人気別で好成績が目立つのが4〜6番人気の中穴ゾーン。勝利数に関しては1〜3番人気が20勝と圧倒しているが、連対率や複勝率、単勝適正回収値、複勝回収値といった「中身」が優秀なのはこっちだ。同様に7〜9番人気も好内容で、紛れのないコースではあるのだがそうそう順当には決まらない様子。チョイ荒れを狙うのが美味しそうである。
枠番については、信頼度の高さは「内>中>外」の順なのだが、内枠は平均人気が非常に高く、枠番値はマイナス圏内。これを踏まえて考えると、枠番値が大幅プラスで勝率や連対率も見劣らない、中枠である馬番7〜12番のほうが内容は優秀だ。そして、外枠が成績、内容ともに振るわないのは間違いなし。こちらは少し割り引いて考えたい。
脚質は差し優勢。

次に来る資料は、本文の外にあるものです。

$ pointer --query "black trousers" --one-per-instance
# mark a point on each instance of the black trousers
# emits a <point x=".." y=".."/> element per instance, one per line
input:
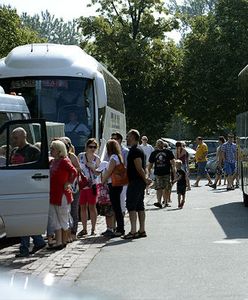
<point x="115" y="198"/>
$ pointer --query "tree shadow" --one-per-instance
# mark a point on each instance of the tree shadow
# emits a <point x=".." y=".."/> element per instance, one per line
<point x="114" y="242"/>
<point x="93" y="240"/>
<point x="233" y="218"/>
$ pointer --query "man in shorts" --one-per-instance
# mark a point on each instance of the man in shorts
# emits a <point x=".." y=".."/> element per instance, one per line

パッと見た感じでは先行勢と中団待機組が互角に張り合っているように見えるが、クラスが上がれば上がるほど差し優勢へとシフトしていく。実際はデータ以上に差し優勢であり、実際に上がり上位馬の1着に占める割合はかなりのもの。差し馬を重視すべきコースであるのは明白だ。
【レース総論】東京優駿(G1) 過去10年
・レースの要所!
★3番人気以内[9-4-4-13]と順当決着傾向が強いレース。無茶な穴狙いは禁物。
★コース替わりの影響か内枠が猛烈に強い。外枠はコースデータ以上に不振。
★意外に前が残るが、1着には差し馬を狙うべき。「差し→先行」決着を想定。
★キャリアが4〜5戦と浅めの馬が非常に強いレース。乗り替わりは大幅割引。
レースの平均配当は、単勝744円、馬連4893円、3連複1万7737円と、単勝平均の低さが目立っている。それもそのはずで、近年のダービーを4番人気以下で制したのは、2010年のエイシンフラッシュのみ。それ以外はすべて、3番人気以内の人気サイドである。2〜3着が紛れるケースはあっても、1着はほとんど紛れない。それが、近年のダービーなのだ。
注目したいのが枠番だ。先週掲載分と比較すると面白いのだが、外枠が不思議なほど強かったオークスとは対照的に、ダービーでは内枠が異様なまでの強さを見せている。馬番1〜6番に入った馬は、トータル[7-3-4-46]と過去10年でなんと7勝をマーク。2012年を除き、必ず1頭以上が馬券に絡んでいる。B→Cコース替わりの影響は、きわめて大きい。
次に脚質面。コースデータ同様に先行勢と中団待機組が互角に張り合っているような結果だが、上がり最速〜2位の馬が過去10年で7勝をあげているように、末脚のキレ味は勝ち負けに必須といえる要素だ。こちらもB→Cコース替わりの影響が大きそうだが、それでも基本的には差し優勢。「差し→先行」決着を前提に、馬券を構築すべきだろう。
ローテに関しては、いたって順当に皐月賞組が強いという結果。先週のオークスもそうだったが、前走でトップクラスを相手に好走している馬というのは、やはり強い。そして、近年になってより目立ってきたのが、「キャリアの浅い馬が強い」という傾向。昨年は、キャリア4〜5戦の馬が上位を独占している。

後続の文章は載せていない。